13/04/17

Un pont de matière sombre relie les paires de galaxies


Dans le modèle standard décrivant la formation des grandes structures cosmiques, un réseau de filaments de matière noire doit connecter entre eux les halos de matière noire entourant les galaxies. Une étude statistique effectuée sur 23000 galaxies regroupées en paires vient de montrer, grâce à l'effet de "lentille gravitationnelle faible", l'existence de tels ponts de matière noire entre galaxies.




Les galaxies étudiées sont des galaxies lumineuses rouges répertoriées dans les relevés du Sloan Digital Sky Survey (SDSS III) et du Baryon Oscillation Spectroscopic Survey (BOSS). Seth Epps et Mike Hudson (Université de Waterloo, Canada) ont mesuré l'effet de lentille gravitationnelle faible entourant des paires de galaxies espacées de quelques dizaines de millions d'années-lumière avec le télescope Canada-France-Hawaï (CFHT). Mais au lieu de regarder paire de galaxie par paire de galaxie, ils ont moyenné leurs observations de manière à obtenir une vue globale moyenne sur plusieurs milliers de galaxies.

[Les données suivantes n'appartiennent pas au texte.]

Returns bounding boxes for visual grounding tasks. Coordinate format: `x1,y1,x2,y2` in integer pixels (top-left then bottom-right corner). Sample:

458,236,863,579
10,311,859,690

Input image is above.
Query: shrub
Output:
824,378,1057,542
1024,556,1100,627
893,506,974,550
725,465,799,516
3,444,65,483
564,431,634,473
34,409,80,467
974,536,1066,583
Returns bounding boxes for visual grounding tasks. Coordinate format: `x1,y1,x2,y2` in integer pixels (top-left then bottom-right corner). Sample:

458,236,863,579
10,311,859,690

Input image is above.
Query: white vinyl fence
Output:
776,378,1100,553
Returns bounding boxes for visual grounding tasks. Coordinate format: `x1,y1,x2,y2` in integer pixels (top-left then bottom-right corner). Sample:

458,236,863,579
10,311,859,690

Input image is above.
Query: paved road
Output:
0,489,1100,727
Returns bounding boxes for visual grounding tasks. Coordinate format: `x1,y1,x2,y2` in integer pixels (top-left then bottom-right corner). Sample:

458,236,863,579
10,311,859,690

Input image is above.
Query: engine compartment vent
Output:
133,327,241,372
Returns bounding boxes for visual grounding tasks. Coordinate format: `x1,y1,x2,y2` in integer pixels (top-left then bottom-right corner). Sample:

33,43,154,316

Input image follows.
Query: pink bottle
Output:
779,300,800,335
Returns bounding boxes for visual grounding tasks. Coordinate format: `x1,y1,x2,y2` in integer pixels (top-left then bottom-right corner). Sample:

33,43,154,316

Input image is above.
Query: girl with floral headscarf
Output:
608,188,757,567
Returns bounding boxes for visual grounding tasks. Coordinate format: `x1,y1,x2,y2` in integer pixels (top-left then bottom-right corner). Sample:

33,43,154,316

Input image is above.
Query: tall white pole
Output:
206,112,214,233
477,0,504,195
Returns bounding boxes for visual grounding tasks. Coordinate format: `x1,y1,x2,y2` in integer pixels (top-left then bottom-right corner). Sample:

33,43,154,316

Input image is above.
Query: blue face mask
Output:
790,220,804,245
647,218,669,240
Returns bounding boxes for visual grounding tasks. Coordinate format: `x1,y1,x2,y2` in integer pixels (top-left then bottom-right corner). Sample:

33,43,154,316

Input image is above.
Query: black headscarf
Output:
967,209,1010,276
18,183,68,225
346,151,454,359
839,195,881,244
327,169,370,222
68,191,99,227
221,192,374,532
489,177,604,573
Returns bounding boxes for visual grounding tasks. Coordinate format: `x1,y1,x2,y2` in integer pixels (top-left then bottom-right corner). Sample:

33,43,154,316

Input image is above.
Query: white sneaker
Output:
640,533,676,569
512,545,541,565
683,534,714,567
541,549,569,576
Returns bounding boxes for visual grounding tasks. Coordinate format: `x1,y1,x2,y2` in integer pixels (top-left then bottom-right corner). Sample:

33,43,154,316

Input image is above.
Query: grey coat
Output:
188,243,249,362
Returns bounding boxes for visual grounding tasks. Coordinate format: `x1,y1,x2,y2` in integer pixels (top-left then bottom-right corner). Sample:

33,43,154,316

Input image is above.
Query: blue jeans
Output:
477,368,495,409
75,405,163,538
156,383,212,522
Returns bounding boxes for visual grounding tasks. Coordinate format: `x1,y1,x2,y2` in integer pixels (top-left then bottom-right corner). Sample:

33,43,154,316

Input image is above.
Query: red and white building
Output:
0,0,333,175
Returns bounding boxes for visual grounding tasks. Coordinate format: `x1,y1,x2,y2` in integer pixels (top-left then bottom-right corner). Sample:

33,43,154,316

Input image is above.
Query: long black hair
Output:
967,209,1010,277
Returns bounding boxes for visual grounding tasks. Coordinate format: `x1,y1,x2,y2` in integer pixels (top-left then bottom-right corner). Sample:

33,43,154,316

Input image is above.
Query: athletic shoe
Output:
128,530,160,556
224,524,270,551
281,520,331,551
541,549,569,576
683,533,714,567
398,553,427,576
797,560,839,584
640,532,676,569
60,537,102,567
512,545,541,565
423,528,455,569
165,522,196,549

Les astronomes parviennent ainsi à produire une cartographie de la répartition type de la masse autour des paires de galaxies et voient apparaître avec une très grande signifiance statistique (5 sigmas) ce qui ressemble à un pont de matière invisible reliant les galaxies au sein d'une paire.
L'évaluation de la masse moyenne de ce pont de matière noire donne 1,6 1013 M (16000 milliards de masses solaires) pour une longueur de l'ordre de 10 Mpc (32 millions d'années-lumière) et une largeur de 3 Mpc (10 millions d'années-lumière). La masse moyenne de ce pont de matière noire est ainsi du même ordre de grandeur que la masse de chaque halo sombre des galaxies étudiées (1013 M). 
La formation de structures filamenteuses qui connectent entre elles des régions denses comme les galaxies est une prédiction de simulations numériques, qui sont devenues seulement récemment observables.
L'observation rapportée ici dans Monthly Notices of The Royal Astronomical Society est en accord raisonnable avec les prédictions du modèle. Ces résultats vont servir de base pour de futures études sur les filaments de matière sombre. Seth Epps et Mike Hudson ont en effet développé une méthode "simple" de moyennage d'un grand nombre d'observations, qui peut être appliquée à de nombreuses données de lentilles gravitationnelles, pourvu que l'on dispose par ailleurs des données des redshifts des groupes de galaxies étudiées (par spectroscopie). Les futurs grands relevés obtenus avec des télescopes terrestres ou par les missions Euclid ou WFIRST permettront de traquer plusieurs milliards de galaxies. Avec des techniques statistiques toujours plus raffinées, il deviendra possible à partir de ces données d'étudier plus en détails ces filaments invisibles, ainsi que leur caractéristique en fonction d'autres paramètres comme la masse des halos, leur séparation ou leur distance...

Référence

The weak-lensing masses of filaments between luminous red galaxies 
Seth D. Epps  Michael J. Hudson
Mon Not R Astron Soc (2017) 468 (3): 2605-2613.


Illustration 

Cartographie de la masse autour d'une paire de galaxies (les galaxies elles-mêmes sont en blanc), la masse invisible en rouge)  (S. Epps & M. Hudson / University of Waterloo)

3 commentaires :

Unknown a dit…

Bonjour, je ne dirais pas "effet de microlentille gravitationnelle" (en général réservé au lentillage par une petite source ponctuelle, p.ex. exoplanète ou MACHO), mais plutôt "effet de cisaillement gravitationnel". Cordialement, Yannick Copin.

Pascal a dit…

Vous avez raison, le terme de weak-lensing doit être traduit par "effet de lentille gravitationnelle faible" dont fait partie le cisaillement, par opposition aux classiques effets de lentille gravitationnelle forte, et ne doit pas être confondu avec celui de microlentille gravitationnelle réservé à des objets denses de faible masse.

Cordialement

Dr Eric Simon a dit…

Au temps pour moi! Merci pour vos remarques, "weak" n'est pas la même chose que "micro", j'en conviens. J'ai corrigé le texte.